それが太朗にとってどれほど胸が痛くなるような辛い言葉か、上杉は分かり過ぎるほど分かってしまった。
「・・・・・戻る」
「会長」
「多分、タロと佑一郎はこのまま事務所に来るだろ。俺は何も見なかった・・・・・いいな?」
「はい」
上杉は太朗の姿から無理矢理視線を外すと、そのまま事務所に向かって歩き始める。
周りには何人もの護衛がいるがその姿は全く視界に入らないまま、上杉は今の自分の醜い気持ちに対して舌打ちをした。
(・・・・・ったく、ガキなのは俺の方だな)
今から、太朗が事務所にやってくるまで。その時間は長くはないだろうが、太朗と久世は同じ時間を過ごすことになる。

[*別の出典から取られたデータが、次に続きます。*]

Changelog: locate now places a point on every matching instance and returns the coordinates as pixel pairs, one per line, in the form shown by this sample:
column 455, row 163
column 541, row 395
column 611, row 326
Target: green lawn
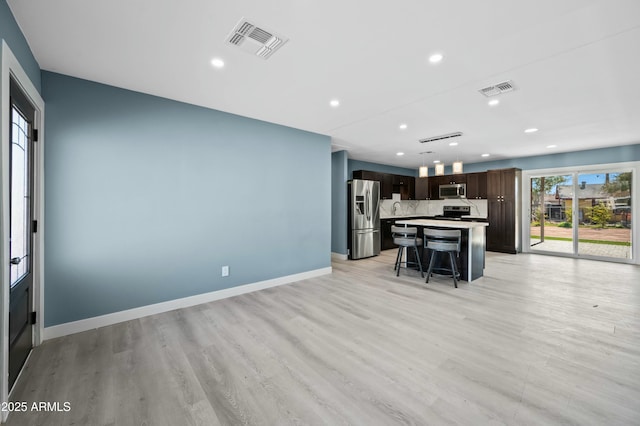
column 611, row 243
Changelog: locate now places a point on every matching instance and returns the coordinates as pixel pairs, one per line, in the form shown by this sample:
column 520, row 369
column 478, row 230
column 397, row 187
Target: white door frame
column 635, row 203
column 12, row 68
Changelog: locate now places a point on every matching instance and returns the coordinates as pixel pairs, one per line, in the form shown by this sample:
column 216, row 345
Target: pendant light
column 423, row 171
column 457, row 165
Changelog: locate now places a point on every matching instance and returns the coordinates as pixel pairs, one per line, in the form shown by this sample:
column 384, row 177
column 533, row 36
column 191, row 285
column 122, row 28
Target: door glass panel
column 551, row 213
column 20, row 197
column 604, row 214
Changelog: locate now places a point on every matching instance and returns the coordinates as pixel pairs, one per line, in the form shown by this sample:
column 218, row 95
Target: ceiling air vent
column 441, row 137
column 498, row 89
column 255, row 39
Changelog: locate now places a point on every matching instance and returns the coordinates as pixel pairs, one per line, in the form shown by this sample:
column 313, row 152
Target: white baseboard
column 157, row 308
column 338, row 256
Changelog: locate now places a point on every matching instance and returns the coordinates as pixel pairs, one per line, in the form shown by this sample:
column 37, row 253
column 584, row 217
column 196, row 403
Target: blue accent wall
column 339, row 179
column 382, row 168
column 11, row 33
column 147, row 198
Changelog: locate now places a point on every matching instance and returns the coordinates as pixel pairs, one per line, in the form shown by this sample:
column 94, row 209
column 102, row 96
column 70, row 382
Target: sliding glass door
column 582, row 214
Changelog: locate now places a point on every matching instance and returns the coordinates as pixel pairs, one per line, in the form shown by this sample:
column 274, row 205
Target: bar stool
column 443, row 241
column 406, row 237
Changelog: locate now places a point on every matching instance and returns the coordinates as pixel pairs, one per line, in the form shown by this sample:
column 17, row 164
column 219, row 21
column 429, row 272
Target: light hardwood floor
column 538, row 340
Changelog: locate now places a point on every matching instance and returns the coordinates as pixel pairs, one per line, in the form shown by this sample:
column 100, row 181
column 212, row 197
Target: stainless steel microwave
column 453, row 190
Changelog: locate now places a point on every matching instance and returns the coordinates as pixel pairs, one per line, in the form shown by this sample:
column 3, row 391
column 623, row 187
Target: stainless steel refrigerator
column 364, row 218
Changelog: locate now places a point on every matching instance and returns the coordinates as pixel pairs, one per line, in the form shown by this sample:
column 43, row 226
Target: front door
column 21, row 184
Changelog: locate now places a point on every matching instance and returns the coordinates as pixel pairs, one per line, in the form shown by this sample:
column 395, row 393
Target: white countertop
column 442, row 223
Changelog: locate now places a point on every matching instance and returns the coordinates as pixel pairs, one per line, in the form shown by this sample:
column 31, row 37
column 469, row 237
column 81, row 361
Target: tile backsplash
column 429, row 207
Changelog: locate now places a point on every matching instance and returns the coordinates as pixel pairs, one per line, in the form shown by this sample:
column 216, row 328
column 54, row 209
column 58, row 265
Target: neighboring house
column 589, row 195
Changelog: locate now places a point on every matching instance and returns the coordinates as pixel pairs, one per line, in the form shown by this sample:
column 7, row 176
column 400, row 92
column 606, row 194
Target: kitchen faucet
column 393, row 208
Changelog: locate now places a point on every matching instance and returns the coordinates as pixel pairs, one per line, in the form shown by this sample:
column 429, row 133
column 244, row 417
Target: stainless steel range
column 454, row 212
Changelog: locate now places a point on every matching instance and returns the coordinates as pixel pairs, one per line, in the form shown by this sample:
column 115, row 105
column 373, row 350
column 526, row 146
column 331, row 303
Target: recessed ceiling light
column 217, row 63
column 436, row 58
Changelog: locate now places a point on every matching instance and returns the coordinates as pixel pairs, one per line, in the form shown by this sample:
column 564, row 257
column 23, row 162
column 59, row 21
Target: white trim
column 11, row 67
column 338, row 256
column 158, row 308
column 632, row 166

その間2人が何を話すか、太朗がどんな目で久世を見るか、想像するだけで嫉妬してしまうが、それでは自分を信じてくれる太朗
の気持ちを疑うことになってしまうだろう。
元妻や子供という、本来まだ受け入れるには大き過ぎるはずだった問題を、子供である太朗はきちんと考えて答えを出してくれ
たのだ。
「俺があいつを信じないでどうする・・・・・」
思わず零れてしまった独り言は意外に大きなものだ。
だが、もちろん周りの護衛は何も聞こえないかのように淡々と付いて歩いている。
(多分、小田切にせっつかれるだろうな)
嬉々として付いて行きたがっていた小田切を何とか抑えて来たのだ。きっと事の顛末を話すまでは許してくれないだろうなと思っ
た。
小田切の相手をするのを想像するだけで、上杉は溜め息が洩れてしまった。
(いっそ、あいつに様子を見に行かせた方が良かったか・・・・・?)
それはそれで、問題が更に大きくなっていたかもしれず、上杉は仕方がないという諦めの境地になっていた。